代わりにその表情を強張らせ、ギクリと大きく肩を跳ねさせた。
「わっかり易いなぁ、お前」
「クソッ」
男は途端に踵を返して逃げようとしたが、振り向いた先にはユフィーが「通せん坊です」と待ち構えていた。
予め挟み撃ちにするよう指示をしておいたのだ。
こちらに背中を向けたまま硬直している男の膝裏を爪先で押すように蹴り付ける。
所謂、膝カックンを食らった男はバランスを崩し、その場に膝を突いてしまった。
俺は素早く男の首に腕を回し、幾分呼吸が苦しくなる程度の力加減で締め上げた。
「ぐふッ」
「俺も気が長い方じゃないからサクサク行こうか。お前さん何をやった?」
「ぐっ、ぅぅぉ……オレはただ、頼まれ、て、粉を……」
「粉?」
なんだ粉って。
すると男は手に握っていた小さな包み布を取り落とした。
ユフィーが包み布を拾い、その中身を確認する。
出てきたのは真っ白な粉末。
パッと見た限りでは小麦粉のようにしか思えないけど、そんな訳がない。
まさか吸い込むとめっちゃ気持ち良くなったり、ハイなテンションになったりする類の粉なんてことは……。
「まさかこれは……」
ユフィーは少量の粉を摘まんで取ると、躊躇うことなくそれを口に含んだ。
実に潔い行いだが、果たしてその粉は口にしても大丈夫なのか?
「やはり間違いありませんね。マスミ様、この粉は興奮剤の一種です」
「こ、興奮剤……だと?」
もしやそれは男女の営みでお世話になったりする……。
「ちなみに今マスミ様が想像されているような類のものではございませんので」
一瞬でも如何わしいものを想像してしまった自分が恥ずかしい。
「興奮剤とは言いましたが、余程大量に吸い込まない限り、人に対しては何の影響もありません」
「逆を言えば人以外には影響があると」
例えば魔物とか。
「はい、動物や魔物がこの粉を吸い込めば少量でも理性を失います。何しろ違法薬物ですから」
どうやら覚醒になってしまう類の粉だったらしい。
何処の世界にも危ない薬って存在するんだな。
違法薬物、ダメ絶対。
「この粉を非竜蜻蛉に吸わせた訳か」
その結果、理性を失った非竜蜻蛉は暴走し、未だに危険飛行を続けていると。
誰の依頼でこんな真似を仕出かしたのか、気になるところではあるけど……。
「まあ、折角だから当事者達の前で発表してもらおうじゃないの」
俺は男を無理矢理立たせると、「ぐえッ」と苦しそうな声が漏れるのも構わずに騒動の場へと近付いて行った。
ユフィーも俺の後に黙って付いて来る。
「見ろッ、如何に小さかろうとも所詮は魔物だ。
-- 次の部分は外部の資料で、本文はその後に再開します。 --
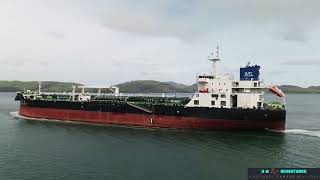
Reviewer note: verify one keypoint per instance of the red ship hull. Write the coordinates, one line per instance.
(146, 120)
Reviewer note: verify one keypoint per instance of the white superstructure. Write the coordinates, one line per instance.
(219, 90)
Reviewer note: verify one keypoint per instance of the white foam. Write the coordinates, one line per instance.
(314, 133)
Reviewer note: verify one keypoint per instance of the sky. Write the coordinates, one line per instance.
(103, 42)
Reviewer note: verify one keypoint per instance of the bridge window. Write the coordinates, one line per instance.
(215, 96)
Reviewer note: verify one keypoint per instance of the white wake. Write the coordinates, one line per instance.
(314, 133)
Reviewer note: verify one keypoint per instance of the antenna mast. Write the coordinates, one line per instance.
(214, 60)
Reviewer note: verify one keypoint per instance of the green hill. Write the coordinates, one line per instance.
(297, 89)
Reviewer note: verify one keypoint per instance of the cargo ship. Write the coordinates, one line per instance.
(219, 103)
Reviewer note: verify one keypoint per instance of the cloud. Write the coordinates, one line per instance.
(191, 19)
(302, 62)
(57, 35)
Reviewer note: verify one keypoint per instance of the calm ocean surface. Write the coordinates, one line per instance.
(50, 150)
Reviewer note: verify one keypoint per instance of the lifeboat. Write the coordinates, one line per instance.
(205, 90)
(275, 90)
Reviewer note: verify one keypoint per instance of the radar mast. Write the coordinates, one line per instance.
(214, 59)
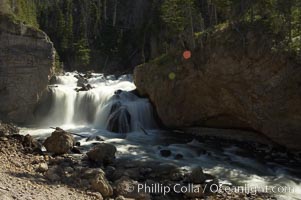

これが奴らの本性なんだ!」
暴走する非竜蜻蛉を指差しながら領主の息子が一人で何やら喚いているが、こんな状況じゃ誰も聞いてないと思うぞ。
「レイヴンくん、非竜蜻蛉のこと捕まえられるか?」
俺からの頼みに対して、レイヴンくんは任せておけとばかりに大顎を一度打ち鳴らすと、背中の翅を震わせて勢いよく飛んで行った。
如何にレイヴンくんでもスピードでは非竜蜻蛉に勝てない。
自分で頼んでおいてなんだが、どうやって捕まえるつもりなのだろう?
なんて思いながら見ていると、レイヴンくんは徐々に速度を落とし、翅を震わせたまま野良試合組の上空でピタリと静止した。
ヘリコプターがホバリングをするように空中に留まっている。器用なものだ。
「成程。近付いて来たところを捕まえようって訳か」
そして予想は現実になった。
非竜蜻蛉がホバリングを続けるレイヴンくん目掛けて突っ込んでくる。
あわや激突と思われたその時、高速の宙返りで見事突進を回避したレイヴンくんは、自慢の大顎で相手の細長い身体を挟み込んだ。お見事。
大顎の拘束から逃れようと非竜蜻蛉は身を捩るが、体格とパワーで勝るレイヴンくんは小揺るぎもしなかった。
「遂に同族同士で仲違いか。なんと野蛮な……」
「ウチの子に向かって野蛮とか言うんじゃねぇよ。このボンクラ」
実行犯の男を引き摺りながら前に出た俺は、領主の息子に対してそう吐き捨てた。
そんな俺の元に、非竜蜻蛉を拘束したままのレイヴンくんが滑空するようにゆっくりと戻ってきた。
「貴様も魔物を従えているようだな。恥知らずの愚か者共め」
「ギャーギャー喚くなボンクラ。さっきからキャラがブレ過ぎなんだよテメェは、情緒不安定か」
まさか自分が罵倒されると思っていなかったのか、領主の息子が「なッ!?」と目を剥く。
周りの抗議団体の何人かが悲鳴を上げ、「ロブイール様になんという口をッ!」とか怒鳴り出すも、知ったことではない。
ウチのレイヴンくんを野蛮扱いするような奴は敵だ。
俺はここまで引き摺ってきた男を跪かせ、周りによく聞こえるように声を張った。
「そこのボンクラが魔物の本性がどうとかほざいてたけど、非竜蜻蛉が暴れ出したのは、この男が吸わせた違法な薬物が原因だ」
「証拠もここにあります」
と言って、ユフィーが興奮剤の入った包み布を掲げる。
途端に広がるざわめき。そんな中、非竜蜻蛉の飼い主が「おいっ、その話は本当か!?」とこちらに詰め寄って来た。
「ああ、本人も認めてる」
「そ、そうか。この野郎、よくもオレのジェシーちゃんを!」
「待て待て、気持ちは分かるけど今は我慢しろ。あとで好きなだけ殴らせてやるから」
ていうかジェシーちゃんて……。
「おいッ、助けてくれるんじゃねぇのかよ!?」
「知らんがな」
愕然とした表情でこちらを振り向いてくる実行犯。
何故この状況で助けてもらえると思ったのか。自業自得だ。
ちなみに言うと野良試合組の面々に周りを取り囲まれているので、既に逃走は不可能となっている。
みんな目付きが怖い。
「オラ、今度はお前の番だ。誰に頼まれたのか言え。みんなに聞こえるように大きな声でな」
「ふ、ふざけんなッ。今更言う訳ねぇだろ!」
「正直に言えばみんなの怒りの矛先がそっちに向いて、お前が助かる可能性が無きにしもあらずとも言えなくもないことも―――」
「あいつにやれって言われました!」
「清々しいくらいの変わり身の早さだなぁ」
助かる保証なんて……いや、何も言うまい。
自らの依頼主を指差す実行犯。
その指先は抗議団体の中心に立っている領主の息子―――ロブイールとやらに向けられていた。